I want to group by key some rows in a RDD so I can perform more advanced operations with the rows within one group. Please note, I do not want to calculate merely some aggregate values. The rows are key-value pairs, where the key is a GUID and the value is a complex object.

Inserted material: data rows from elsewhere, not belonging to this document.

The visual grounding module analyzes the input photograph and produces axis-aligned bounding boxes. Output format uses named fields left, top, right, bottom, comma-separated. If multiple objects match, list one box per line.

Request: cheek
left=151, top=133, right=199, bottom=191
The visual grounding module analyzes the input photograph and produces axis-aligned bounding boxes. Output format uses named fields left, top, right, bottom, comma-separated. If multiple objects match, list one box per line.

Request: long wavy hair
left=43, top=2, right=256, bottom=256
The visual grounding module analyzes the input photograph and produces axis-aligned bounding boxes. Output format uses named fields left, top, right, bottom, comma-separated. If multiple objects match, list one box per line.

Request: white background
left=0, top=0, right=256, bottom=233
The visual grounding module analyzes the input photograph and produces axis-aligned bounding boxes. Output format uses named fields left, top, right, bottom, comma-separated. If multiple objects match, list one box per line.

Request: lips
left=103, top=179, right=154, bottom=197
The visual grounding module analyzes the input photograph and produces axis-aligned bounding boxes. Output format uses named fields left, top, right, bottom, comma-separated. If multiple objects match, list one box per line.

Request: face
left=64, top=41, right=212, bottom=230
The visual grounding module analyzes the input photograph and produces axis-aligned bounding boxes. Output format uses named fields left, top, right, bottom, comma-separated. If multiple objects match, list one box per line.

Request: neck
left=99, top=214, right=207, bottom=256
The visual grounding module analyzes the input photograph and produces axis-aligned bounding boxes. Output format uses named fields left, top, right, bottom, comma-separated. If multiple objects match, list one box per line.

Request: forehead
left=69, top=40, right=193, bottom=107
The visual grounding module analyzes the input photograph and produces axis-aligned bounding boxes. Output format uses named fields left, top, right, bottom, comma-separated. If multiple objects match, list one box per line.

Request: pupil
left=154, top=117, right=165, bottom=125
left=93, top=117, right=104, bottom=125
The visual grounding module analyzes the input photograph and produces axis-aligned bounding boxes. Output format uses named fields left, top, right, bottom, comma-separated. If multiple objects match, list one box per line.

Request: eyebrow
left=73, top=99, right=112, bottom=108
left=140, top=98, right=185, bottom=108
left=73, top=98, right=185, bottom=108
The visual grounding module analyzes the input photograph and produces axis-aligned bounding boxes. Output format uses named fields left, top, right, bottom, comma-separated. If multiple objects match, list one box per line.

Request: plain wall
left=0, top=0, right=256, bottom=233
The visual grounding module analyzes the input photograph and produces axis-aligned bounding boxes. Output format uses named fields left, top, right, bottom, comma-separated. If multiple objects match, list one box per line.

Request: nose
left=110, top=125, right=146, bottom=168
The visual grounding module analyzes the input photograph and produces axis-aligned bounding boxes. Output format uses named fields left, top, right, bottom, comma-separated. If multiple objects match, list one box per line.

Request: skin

As per pyspark documentation, I first tried to implement this with combineByKey as it is supposed be more performant than groupByKey. The list at the beginning is just for illustration, not my real data:
l = list(range(1000))
numbers = sc.parallelize(l)
rdd = numbers.map(lambda x: (x % 5, x))
def f_init(initial_value):
return [initial_value]
def f_merge(current_merged, new_value):
if current_merged is None:
current_merged = []
return current_merged.append(new_value)
def f_combine(merged1, merged2):
if merged1 is None:
merged1 = []
if merged2 is None:
merged2 = []
return merged1 + merged2
combined_by_key = rdd.combineByKey(f_init, f_merge, f_combine)
c = combined_by_key.collectAsMap()
i = 0
for k, v in c.items():
if v is None:
print(i, k, 'value is None.')
else:
print(i, k, len(v))
i += 1
The output of this is:
0 0 0
1 1 0
2 2 0
3 3 0
4 4 0
Which is not what I expected. The same logic but implemented with groupByKey returns a correct output:
grouped_by_key = rdd.groupByKey()
d = grouped_by_key.collectAsMap()
i = 0
for k, v in d.items():
if v is None:
print(i, k, 'value is None.')
else:
print(i, k, len(v))
i += 1
Returns:
0 0 200
1 1 200
2 2 200
3 3 200
4 4 200
So unless I'm missing something, this is the case when groupByKey is preferred over reduceByKey or combineByKey (the topic of related discussion: Is groupByKey ever preferred over reduceByKey).